5 Soon, Julian went to war with the Persians. He was killed in battle, and his contemporaries were amazed at how swift and terrible the God of Christians can be in His wrath. God knows how to afflict. The God of the Bible is not at all funny, moreover, He is very good at destroying. The Apostate’s last words were a cry of despair: “You have conquered me, Galilean!”
6 The fifth chapter of the Book of Acts describes the story of Ananias and Sapphira (Acts 5:1-11). This married couple sold their property and brought part of the proceeds to the Apostles. They did it in a kind of communal zeal, but in some downright prophetic image of future “communist” hypocrisy, they hid some of the money for themselves. The Apostle Peter rebuked them, and both Ananias and Sapphira fell dead. This is one of the most difficult narratives to understand in the entire New Testament, when, amid the peaceful and benevolent narrative of Acts, the abyss of God’s wrath suddenly yawns, as if from the pages of the Apocalypse. One might imagine that Julian’s death had a similar effect on contemporaries of those events, both Christians and pagans.
7 But in the life of the martyr Ia, all these apocalyptic events with Julian turned out to be just a prequel to her personal apotheosis. So, the Persians won a victory and captured many prisoners. Among them was a Christian named Ia, a virgin who dedicated herself to God. The Ancient Church saw the dedication of virgins to the God a special, incomparable calling. After all, biblical, apostolic, and early Christian consciousness were able to see in virginity the cessation of time, the collapse of chronology, the end of human self-sufficiency. Indeed, in the understanding of the Ancient Church, virginity dedicated to God was the only place in the universe where immutability reigned. In this uniqueness, this was one of the most radical variants of the likeness to God that man is called to acquire.
8 Thus, the captive Ia found herself in Persia. She began preaching Christ to the Persians, who held pagan beliefs. Since Christianity had become the “official religion” of the Roman Empire since the time of Constantine, Persia was highly suspicious of Christians, especially if they preached. Soon, Saint Ia suffered for her Christian beliefs and her evangelism. Her bones were broken, and her head was cut off. In the face of dire circumstances, trials, persecutions, and calamities, the saint, became an example of steadfastness, a readiness to preach Christ everywhere, always, and in all places.

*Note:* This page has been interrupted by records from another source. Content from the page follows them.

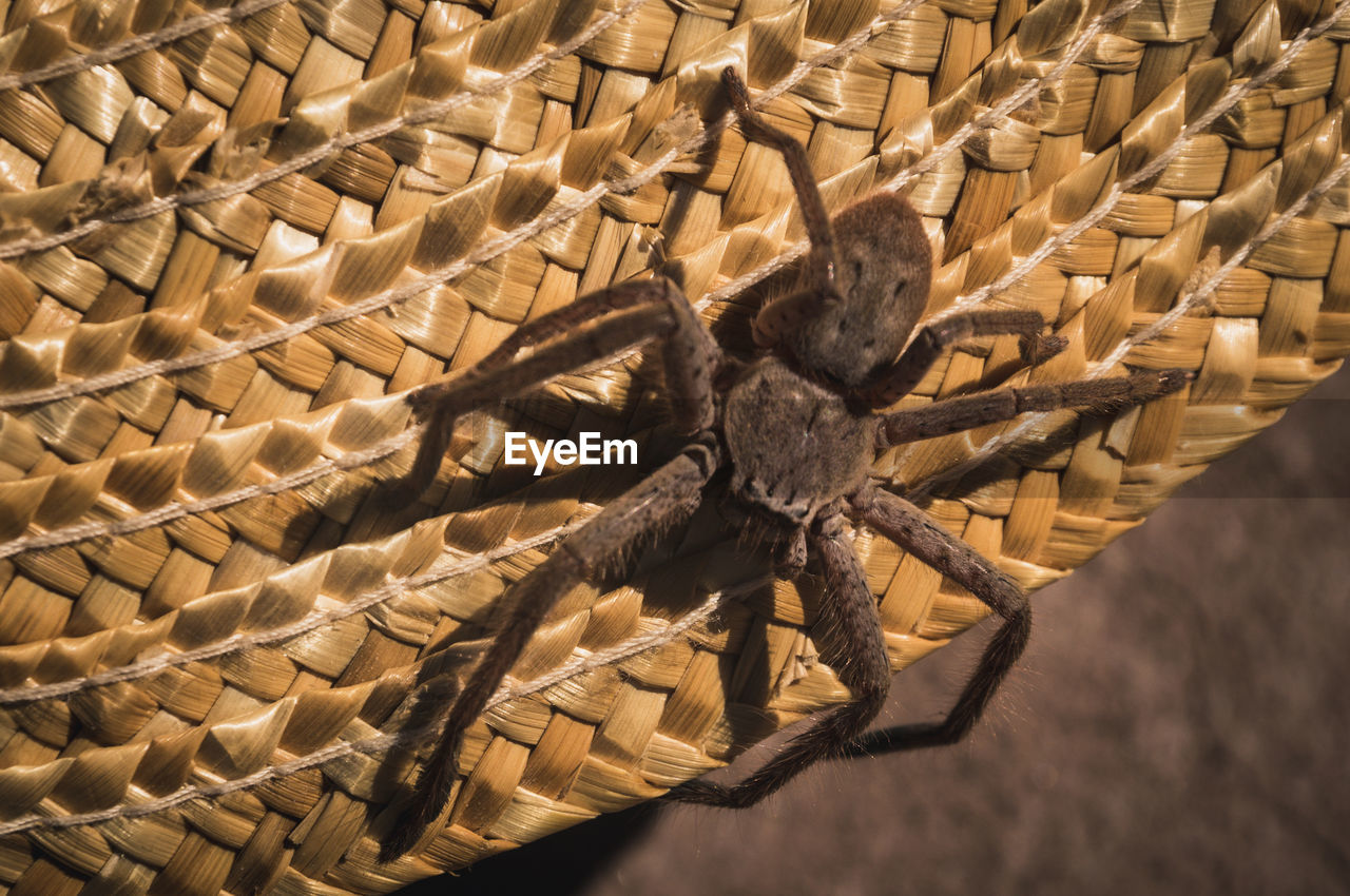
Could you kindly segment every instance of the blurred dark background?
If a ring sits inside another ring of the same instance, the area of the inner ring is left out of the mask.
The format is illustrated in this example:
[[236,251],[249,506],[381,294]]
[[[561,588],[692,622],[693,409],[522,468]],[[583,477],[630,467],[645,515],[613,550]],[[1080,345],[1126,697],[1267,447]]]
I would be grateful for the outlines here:
[[[1041,591],[965,744],[742,812],[641,806],[404,893],[1345,893],[1347,448],[1341,372]],[[891,721],[945,711],[990,630],[900,675]]]

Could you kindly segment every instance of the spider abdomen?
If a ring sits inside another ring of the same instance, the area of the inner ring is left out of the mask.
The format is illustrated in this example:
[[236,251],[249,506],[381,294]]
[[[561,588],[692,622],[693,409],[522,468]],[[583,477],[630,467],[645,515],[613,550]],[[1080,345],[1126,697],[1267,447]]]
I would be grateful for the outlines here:
[[806,525],[863,483],[873,428],[833,391],[765,358],[726,397],[732,491],[788,525]]

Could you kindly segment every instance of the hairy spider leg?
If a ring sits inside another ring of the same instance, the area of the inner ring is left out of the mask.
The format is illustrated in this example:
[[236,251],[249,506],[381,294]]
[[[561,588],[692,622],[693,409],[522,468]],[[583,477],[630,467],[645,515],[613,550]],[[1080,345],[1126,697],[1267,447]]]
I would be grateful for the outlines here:
[[[711,333],[670,281],[620,283],[522,324],[463,374],[413,393],[408,401],[417,416],[427,420],[427,435],[408,476],[389,488],[386,501],[408,503],[427,490],[460,416],[498,403],[502,397],[536,389],[559,371],[575,370],[659,337],[667,339],[663,359],[674,393],[676,428],[691,435],[710,426],[711,378],[721,363],[721,349]],[[526,358],[516,358],[522,348],[540,343],[544,344]]]
[[818,316],[825,304],[842,301],[834,290],[834,231],[821,192],[815,188],[815,177],[811,174],[802,143],[765,121],[751,107],[749,90],[736,69],[728,66],[722,70],[722,84],[745,136],[783,155],[787,175],[796,192],[796,204],[802,209],[806,235],[811,242],[811,251],[806,258],[807,279],[811,286],[770,302],[755,317],[755,344],[768,348],[776,345],[786,331]]
[[845,756],[914,750],[956,744],[971,733],[1031,637],[1031,603],[1022,587],[979,551],[950,534],[909,501],[868,483],[850,498],[861,522],[906,553],[973,594],[1003,618],[980,654],[975,673],[941,722],[898,725],[872,731],[845,748]]
[[713,439],[688,445],[683,453],[610,502],[510,588],[505,603],[509,618],[498,627],[493,645],[451,707],[441,739],[423,768],[406,815],[381,846],[383,861],[409,851],[446,811],[455,783],[455,753],[464,729],[482,714],[554,605],[643,536],[688,517],[698,507],[703,486],[720,463]]
[[884,630],[863,564],[844,536],[842,514],[834,513],[818,521],[809,541],[821,560],[829,595],[821,600],[813,637],[819,645],[821,659],[853,692],[853,700],[822,715],[744,781],[730,787],[687,781],[674,788],[670,799],[726,808],[752,806],[815,762],[840,756],[867,730],[886,703],[891,667],[886,656]]
[[992,310],[953,314],[919,331],[891,368],[876,378],[864,395],[872,408],[894,405],[914,391],[933,363],[956,343],[976,336],[1022,337],[1022,359],[1029,364],[1049,360],[1068,347],[1062,336],[1042,336],[1045,318],[1040,312]]
[[961,398],[942,398],[923,408],[883,414],[882,425],[876,429],[876,449],[948,436],[1013,420],[1029,412],[1077,408],[1085,413],[1110,413],[1169,395],[1191,379],[1193,375],[1184,370],[1141,370],[1129,376],[1014,386]]
[[[821,659],[853,692],[853,702],[821,717],[792,738],[775,758],[733,785],[690,781],[670,792],[686,803],[744,808],[770,796],[796,775],[825,758],[902,752],[954,744],[969,734],[1031,636],[1031,605],[1026,592],[987,557],[937,526],[922,510],[873,483],[849,497],[850,515],[891,538],[900,548],[965,587],[1003,625],[980,656],[946,718],[936,723],[903,725],[864,734],[880,712],[891,684],[891,668],[876,599],[867,586],[857,555],[842,536],[840,517],[813,537],[832,599],[821,602],[813,637]],[[864,648],[864,649],[860,649]]]

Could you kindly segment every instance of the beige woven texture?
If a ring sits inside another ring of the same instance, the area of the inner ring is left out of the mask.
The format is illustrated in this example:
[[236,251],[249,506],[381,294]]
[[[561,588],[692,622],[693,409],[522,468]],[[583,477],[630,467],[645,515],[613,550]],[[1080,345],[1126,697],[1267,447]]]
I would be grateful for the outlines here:
[[[846,698],[807,637],[819,595],[774,582],[709,502],[622,583],[562,600],[468,730],[444,829],[375,861],[436,673],[643,474],[536,480],[502,433],[668,444],[634,354],[462,421],[421,503],[385,510],[417,436],[402,398],[640,274],[657,232],[748,349],[803,232],[776,154],[725,130],[726,65],[830,208],[910,194],[932,316],[1031,308],[1071,340],[1030,374],[1011,339],[961,345],[905,405],[1197,371],[1118,418],[878,460],[1027,588],[1334,371],[1342,8],[1027,5],[0,3],[0,889],[386,892]],[[896,668],[986,614],[855,542]]]

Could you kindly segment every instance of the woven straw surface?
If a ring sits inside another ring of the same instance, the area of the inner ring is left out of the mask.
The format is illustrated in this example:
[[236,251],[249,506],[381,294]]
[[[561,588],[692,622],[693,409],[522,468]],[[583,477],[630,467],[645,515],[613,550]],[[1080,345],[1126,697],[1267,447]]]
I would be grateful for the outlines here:
[[[1010,339],[961,345],[905,403],[1197,372],[1118,418],[878,460],[1027,588],[1066,575],[1350,351],[1342,7],[0,3],[0,887],[385,892],[846,698],[818,592],[709,502],[563,599],[467,733],[444,829],[375,861],[435,673],[643,474],[536,480],[502,433],[664,444],[634,354],[463,421],[421,503],[386,510],[402,398],[639,274],[656,232],[748,347],[803,233],[776,155],[725,130],[726,65],[830,208],[911,196],[932,316],[1031,308],[1071,339],[1031,374]],[[855,544],[896,668],[986,614]]]

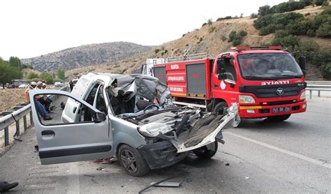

9 “Be prepared,” said the Soviet Pioneers. This was an undeniable parody of the early Christian expectation of the imminent Coming of Christ. Martyrdom was the ultimate expression of this readiness, the most radical acceleration of His Coming from the personal perspective of the martyr himself.
10 “To him who overcomes I will give a white stone, and on the stone a new name written, which no one knows except the one who receives it,” says Jesus in the Apocalypse (Revelation 2:17). Around the same time, but slightly earlier, and under different circumstances, Saint Nina was captured and brought to Georgia in the Caucasus. She was the spiritual sister of Saint Ia. After all, she also preached in captivity. Also, like Ia, her true name has not been preserved. After all, “Nina” simply means “Christian.” Similarly, only the ending of Saint Ia’s name, the designation for Christian martyrdom, remains forever.